Playwright: Jayme McGhan . At: Mortar Theatre at Athenaeum Theatre Studio 1, 2936 N. Southport. Phone: 800-982-2787; $15-$20. Runs through: June 19
There are a lot of things that just don't make palpable sense in Mortar Theatre's Mother Bear.
Jayme McGhan's world premiere drama aims to be edgy with characters like murderous trucker gang members and frequent outbursts of stage violence complete with flowing stage blood. But in the end, Mother Bear strangely turns out to be just sweetly nonsensical despite its menacing and conspiracy-laden sheen.
McGhan starts things off on the wrong foot by setting his drama in Green River, Utah. For a state that is more than 60 percent Mormon, it's unforgivable that McGhan makes no mention whatsoever of the LDS faith and how it affects the show's violent yet also very religious characters (even if the play's Coyote Pass truck stop setting is a notorious members-only territory for the "Disciples" trucker gang).
McGhan also conjures up characters that lack credibility.
Take for instance the former corporate-lawyer-turned-trucker-union-organizer named Freely who also happens to be a die-hard pacifist who keeps coming back for more despite repeated death threats and bouts of physical harm. Though Brian Plocharczyk offers up the best-acted performance in Mother Bear as Freely, even he can't make his character's atonement ideals make sense in context of the play's life-or-death situations.
As the title gang leader of the disciples, Jim Farrell offers up a strangely wooden and hesitant performance that comes off more like he's reciting his lines than fully embodying them (this same acting fault also affects Maria Enriquez's performance as the tough-as-nails trucker Delia who is desperate to join the Disciples). Farrell's lumbering physical stage presence also doesn't convey the swagger needed for a man who holds so much underworld power.
Much better performances come from J. Kingsford Goode as the blasé seen-it-all truck stop owner Vera and from Dustin Whitehead as the crazed and snarling new Disciples recruit Bones.

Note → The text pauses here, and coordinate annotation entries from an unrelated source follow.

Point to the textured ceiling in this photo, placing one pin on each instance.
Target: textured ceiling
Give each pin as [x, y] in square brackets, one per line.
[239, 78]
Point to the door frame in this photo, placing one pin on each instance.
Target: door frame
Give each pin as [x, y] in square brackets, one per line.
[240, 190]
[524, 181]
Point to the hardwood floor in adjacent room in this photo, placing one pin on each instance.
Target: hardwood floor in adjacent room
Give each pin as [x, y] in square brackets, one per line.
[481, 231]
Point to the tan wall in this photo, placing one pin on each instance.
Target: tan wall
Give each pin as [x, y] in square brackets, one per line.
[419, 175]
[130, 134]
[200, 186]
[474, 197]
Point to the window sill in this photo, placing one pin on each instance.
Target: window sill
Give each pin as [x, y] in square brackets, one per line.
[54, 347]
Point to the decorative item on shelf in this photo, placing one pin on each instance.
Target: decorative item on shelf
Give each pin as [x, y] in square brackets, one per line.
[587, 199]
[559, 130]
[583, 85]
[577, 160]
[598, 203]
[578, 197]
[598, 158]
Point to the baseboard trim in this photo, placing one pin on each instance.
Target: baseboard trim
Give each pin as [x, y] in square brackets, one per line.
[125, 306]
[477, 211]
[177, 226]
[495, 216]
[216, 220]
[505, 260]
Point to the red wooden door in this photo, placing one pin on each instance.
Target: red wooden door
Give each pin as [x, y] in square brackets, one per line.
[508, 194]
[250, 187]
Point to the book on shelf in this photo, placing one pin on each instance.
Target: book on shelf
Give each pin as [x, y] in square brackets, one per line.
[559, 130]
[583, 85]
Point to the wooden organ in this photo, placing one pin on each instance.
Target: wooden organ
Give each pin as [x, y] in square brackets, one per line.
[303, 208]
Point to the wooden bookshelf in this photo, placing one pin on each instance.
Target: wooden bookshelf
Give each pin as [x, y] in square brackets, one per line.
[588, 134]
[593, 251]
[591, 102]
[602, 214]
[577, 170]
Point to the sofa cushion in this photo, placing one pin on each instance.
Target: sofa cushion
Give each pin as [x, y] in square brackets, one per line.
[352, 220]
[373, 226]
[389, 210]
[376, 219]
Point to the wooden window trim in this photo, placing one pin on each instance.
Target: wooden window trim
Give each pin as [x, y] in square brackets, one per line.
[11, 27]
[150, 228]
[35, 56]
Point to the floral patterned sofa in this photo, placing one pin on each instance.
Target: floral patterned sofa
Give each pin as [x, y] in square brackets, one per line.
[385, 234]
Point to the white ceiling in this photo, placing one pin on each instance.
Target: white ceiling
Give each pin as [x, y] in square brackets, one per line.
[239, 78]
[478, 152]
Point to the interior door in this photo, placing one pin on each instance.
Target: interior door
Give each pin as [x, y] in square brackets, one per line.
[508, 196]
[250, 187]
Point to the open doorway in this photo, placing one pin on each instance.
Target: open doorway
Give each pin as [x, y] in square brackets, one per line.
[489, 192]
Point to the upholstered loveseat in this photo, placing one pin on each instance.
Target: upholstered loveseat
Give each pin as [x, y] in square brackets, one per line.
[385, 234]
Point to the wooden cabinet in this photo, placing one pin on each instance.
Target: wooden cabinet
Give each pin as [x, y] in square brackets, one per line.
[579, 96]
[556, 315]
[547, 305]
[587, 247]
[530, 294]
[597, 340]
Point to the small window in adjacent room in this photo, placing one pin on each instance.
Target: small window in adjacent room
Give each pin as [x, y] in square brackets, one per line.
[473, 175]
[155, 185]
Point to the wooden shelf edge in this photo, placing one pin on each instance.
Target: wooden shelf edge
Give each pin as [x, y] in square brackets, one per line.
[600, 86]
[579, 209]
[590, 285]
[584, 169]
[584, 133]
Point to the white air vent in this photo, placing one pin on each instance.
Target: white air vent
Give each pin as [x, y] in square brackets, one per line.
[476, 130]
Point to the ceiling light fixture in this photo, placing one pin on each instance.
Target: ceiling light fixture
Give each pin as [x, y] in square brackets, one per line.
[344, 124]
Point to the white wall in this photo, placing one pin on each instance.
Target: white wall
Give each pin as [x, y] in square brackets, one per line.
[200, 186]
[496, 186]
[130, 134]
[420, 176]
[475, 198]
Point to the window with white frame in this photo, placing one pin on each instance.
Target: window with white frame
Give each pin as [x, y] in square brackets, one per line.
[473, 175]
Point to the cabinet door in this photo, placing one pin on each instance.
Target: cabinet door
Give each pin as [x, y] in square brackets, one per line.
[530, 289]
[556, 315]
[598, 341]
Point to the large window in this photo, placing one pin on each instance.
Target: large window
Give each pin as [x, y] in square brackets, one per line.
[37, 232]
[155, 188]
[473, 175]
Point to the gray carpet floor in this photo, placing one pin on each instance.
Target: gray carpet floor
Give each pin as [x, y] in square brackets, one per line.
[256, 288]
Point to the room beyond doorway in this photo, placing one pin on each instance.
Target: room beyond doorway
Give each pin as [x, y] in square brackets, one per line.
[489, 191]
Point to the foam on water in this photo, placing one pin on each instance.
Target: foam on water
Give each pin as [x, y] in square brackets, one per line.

Both bring some much-needed humor to the show, though they could respectively dial-up and dial-down some of the emotion now and then.
Director Jason Boat does what he can with McGhan's flawed script, and I wish he might have exercised more control over the excesses in the writing (like the drag-out fight scene between Bones and Delia that contains far too much dialogue amid Elizabeth Styles' violent fight choreography).
From out-of-place props (like the copy of The New York Times business section) to bizarre head-scratching character motivations, Mother Bear is filled with many moments that will prompt audiences to think, "That's just not right." The devil is truly in the details, and Mother Bear is bedeviled with far too many wrong notes both big and small.